We first address whether relator has an adequate remedy at law.  Post conviction writs of habeas corpus in felony proceedings are returnable to the Court of Criminal Appeals.  Article 11.07 § 3(a); Ater , 802 S.W.2d at 243.  The right to a writ of habeas corpus under Article 11.07 of the Code of Criminal Procedure is a legal remedy.   Id .  If a defendant is entitled to a writ of habeas corpus pursuant to Article 11.07, then a court of appeals abuses its discretion if it rules favorably on a petition for mandamus to correct a void conviction, because of the existence of an adequate legal remedy.   Id .  Section 4 of Article 11.07, however, precludes relator from seeking relief by writ of habeas corpus under that article.  Section 4 provides that a court is precluded from considering or granting relief on a subsequent  application for writ of habeas corpus unless the factual or legal basis for the claim was unavailable on the date the previous application was filed.  When relator filed his application for writ of habeas corpus on July 30, 1998, both the factual and legal bases for the claim now before us were available.  The claim was simply not asserted.  We conclude, therefore, that relator has no adequate legal remedy.  
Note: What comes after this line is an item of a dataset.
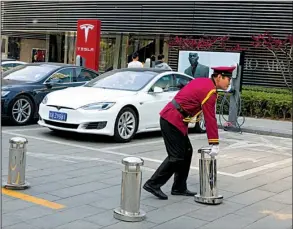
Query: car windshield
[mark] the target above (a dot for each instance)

Next, we consider whether the action relator seeks us to direct respondent to take is ministerial.  If relator has a clear right to the relief sought, then the act he seeks to compel is ministerial.   State ex. rel. Sutton v. Bage , 822 S.W.2d 55, 57 (Tex.Crim.App. 1992).  It has been the law in Texas for over a century that sentences not authorized by law are void.   Heath , 817 S.W.2d at 339 (op. on motion for rehrg).  It follows that because relator’s sentence is void, he has a clear right to have the judgment set aside, and the action he is seeking from respondent is ministerial.   Bage , 822 S.W.2d at 57.  

CONCLUSION

Having satisfied both prerequisites for issuance of a writ of mandamus, relator is entitled to issuance of a writ as he requests.  He is entitled to have his sentence and his conviction, both of which were products of the plea bargain which the State could not legally fulfill, set aside.   Heath , 817 S.W.2d at 336-37.  Relator and the State will thereby be returned to the positions they occupied before the plea bargain was entered into.   Id .

Relator’s petition for writ of mandamus is conditionally granted. Respondent is directed to set aside the Judgment of Plea of Guilty dated December 16, 1992, and the Judgment Revoking Probation dated November 7, 1996.  We anticipate that respondent will comply with our directive.  A writ of mandamus will issue only if he fails to do so.

Per Curiam

Do not publish.

FOOTNOTES

1:

Further references to the Code of Criminal Procedure will be by reference to “Article_.”